Financements innovants et solidarité domestique
La diversification des financements a occupé une place centrale. Les participants souhaitent augmenter la part du budget national allouée à la santé, mais aussi mobiliser les assurances, les fonds diaspora et les partenariats public-privé, afin de réduire la dépendance vis-à-vis des bailleurs extérieurs.
Un économiste du Trésor souligne que chaque franc domestique investi génère « trois francs de bénéfices socio-économiques ». L’idée d’un prélèvement de solidarité sur certaines exportations a circulé, tout comme la création d’un fonds d’impact guidé par les indicateurs de l’ODD 3.
Equité territoriale et ressources humaines
Les discussions ont insisté sur la nécessité d’équilibrer la répartition des médecins, souvent concentrés dans les deux principales villes. Plusieurs préfets plaident pour des incitations salariales, un logement garanti et un plan de carrière rural, afin de stabiliser durablement les professionnels.
Une étude du ministère révèle que 25 % des postes de sages-femmes restent vacants dans la Cuvette et la Sangha. L’intégration progressive de la télémédecine et du transport médicalisé fluvial est avancée comme solution comprimant les distances sans déserter les territoires.
L’appel à une participation communautaire
Les collectivités locales, appelées à prendre une part plus active, voient dans la délégation de gestion des centres de santé une victoire de la proximité. Toutefois, elles réclament un cadre de redevabilité public pour éviter les chevauchements et garantir l’utilisation optimale des équipements.

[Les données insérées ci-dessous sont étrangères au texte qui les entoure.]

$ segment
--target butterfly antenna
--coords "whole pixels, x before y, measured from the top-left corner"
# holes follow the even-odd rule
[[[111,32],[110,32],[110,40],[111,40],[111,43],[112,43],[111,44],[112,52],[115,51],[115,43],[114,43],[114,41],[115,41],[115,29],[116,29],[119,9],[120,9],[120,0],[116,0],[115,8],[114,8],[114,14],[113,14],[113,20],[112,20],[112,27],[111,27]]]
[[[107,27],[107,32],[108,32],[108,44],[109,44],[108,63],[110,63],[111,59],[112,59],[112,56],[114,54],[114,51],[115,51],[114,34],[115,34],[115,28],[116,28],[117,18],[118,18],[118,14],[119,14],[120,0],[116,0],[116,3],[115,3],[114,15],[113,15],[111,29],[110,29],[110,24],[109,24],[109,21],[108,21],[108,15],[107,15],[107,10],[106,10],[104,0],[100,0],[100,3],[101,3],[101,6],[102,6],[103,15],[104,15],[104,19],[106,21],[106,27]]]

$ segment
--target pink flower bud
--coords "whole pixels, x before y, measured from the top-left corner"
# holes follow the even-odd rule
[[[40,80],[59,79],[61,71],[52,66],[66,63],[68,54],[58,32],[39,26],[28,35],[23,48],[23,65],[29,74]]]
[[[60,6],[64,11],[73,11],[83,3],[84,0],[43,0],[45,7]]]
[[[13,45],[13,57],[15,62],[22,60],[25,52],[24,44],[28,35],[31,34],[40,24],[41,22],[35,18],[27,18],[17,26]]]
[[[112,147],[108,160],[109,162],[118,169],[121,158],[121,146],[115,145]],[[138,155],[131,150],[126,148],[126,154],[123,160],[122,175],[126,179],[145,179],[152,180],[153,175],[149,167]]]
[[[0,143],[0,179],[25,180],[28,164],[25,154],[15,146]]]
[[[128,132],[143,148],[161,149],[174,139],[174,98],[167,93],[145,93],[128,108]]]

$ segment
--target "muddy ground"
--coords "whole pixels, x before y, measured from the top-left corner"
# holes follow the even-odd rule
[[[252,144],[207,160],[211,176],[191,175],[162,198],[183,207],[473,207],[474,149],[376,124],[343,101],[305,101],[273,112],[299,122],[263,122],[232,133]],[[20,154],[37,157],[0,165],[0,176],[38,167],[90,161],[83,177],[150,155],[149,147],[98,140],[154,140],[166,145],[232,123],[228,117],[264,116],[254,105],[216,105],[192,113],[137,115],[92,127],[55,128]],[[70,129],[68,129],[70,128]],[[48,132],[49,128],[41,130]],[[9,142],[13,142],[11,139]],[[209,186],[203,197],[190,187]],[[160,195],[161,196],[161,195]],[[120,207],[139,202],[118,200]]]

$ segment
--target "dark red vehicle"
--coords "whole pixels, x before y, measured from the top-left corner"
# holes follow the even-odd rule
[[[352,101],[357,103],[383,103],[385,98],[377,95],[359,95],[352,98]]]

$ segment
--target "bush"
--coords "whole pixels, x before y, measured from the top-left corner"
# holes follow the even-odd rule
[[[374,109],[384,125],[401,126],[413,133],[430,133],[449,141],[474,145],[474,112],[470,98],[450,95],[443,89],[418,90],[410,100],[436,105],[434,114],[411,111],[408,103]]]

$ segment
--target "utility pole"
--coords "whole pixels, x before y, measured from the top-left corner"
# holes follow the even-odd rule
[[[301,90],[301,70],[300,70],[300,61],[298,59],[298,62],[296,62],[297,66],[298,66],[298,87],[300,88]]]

Plusieurs associations patientes souhaitent participer aux comités de gestion. « L’expérience d’Ewo a démontré qu’un dispensaire cogéré augmente la fréquentation de 30 % », rappelle une représentante de la société civile, convaincue que la transparence budgétaire reste la meilleure arme contre la méfiance.
Vers la couverture sanitaire universelle 2030
À l’issue de trois jours d’échanges, neuf paquets de recommandations ont été adoptés. Ils concernent la réforme du décret du CNS, la modernisation des équipements, la diversification des financements et le renforcement de la fonction publique territoriale, avec un horizon partagé : couverture sanitaire universelle.
Le Premier ministre a rappelé que « la santé est la première des batailles ». Le calendrier prévoit une actualisation réglementaire en 2025, puis une évaluation annuelle. Les partenaires techniques ont promis d’aligner leur appui sur cette feuille de route pilotée depuis Brazzaville.
Un calendrier réformateur sous surveillance
Pour suivre les progrès, le CNS mettra en ligne un tableau de bord affichant taux de couverture vaccinale, disponibilité des médicaments et répartition géographique du personnel. Les données seront publiques, une première qui devrait nourrir recherche académique, innovation entrepreneuriale et vigilance citoyenne.
Les observateurs notent toutefois que la réussite dépendra de la rapidité de décaissement des budgets et de la coordination interministérielle. En attendant, l’optimisme domine : le CNS réaffirme que l’équité en santé n’est pas un slogan, mais une condition de la cohésion nationale.
Perspectives régionales
Dans les départements, les conseils sanitaires départementaux disposeront désormais d’indicateurs propres pour suivre la mortalité maternelle et la prévalence du paludisme. Ces tableaux locaux doivent guider la planification budgétaire et favoriser la mutualisation des ambulances entre districts voisins, limitant les dépenses superflues.
Le Pr Ibara assure qu’un mécanisme de solidarité inter-départements viendra compenser les écarts fiscaux. « Nous voulons un système où les ressources suivent les besoins et non l’inverse », explique-t-il, promettant une revue semestrielle à l’Assemblée nationale pour maintenir l’élan politique.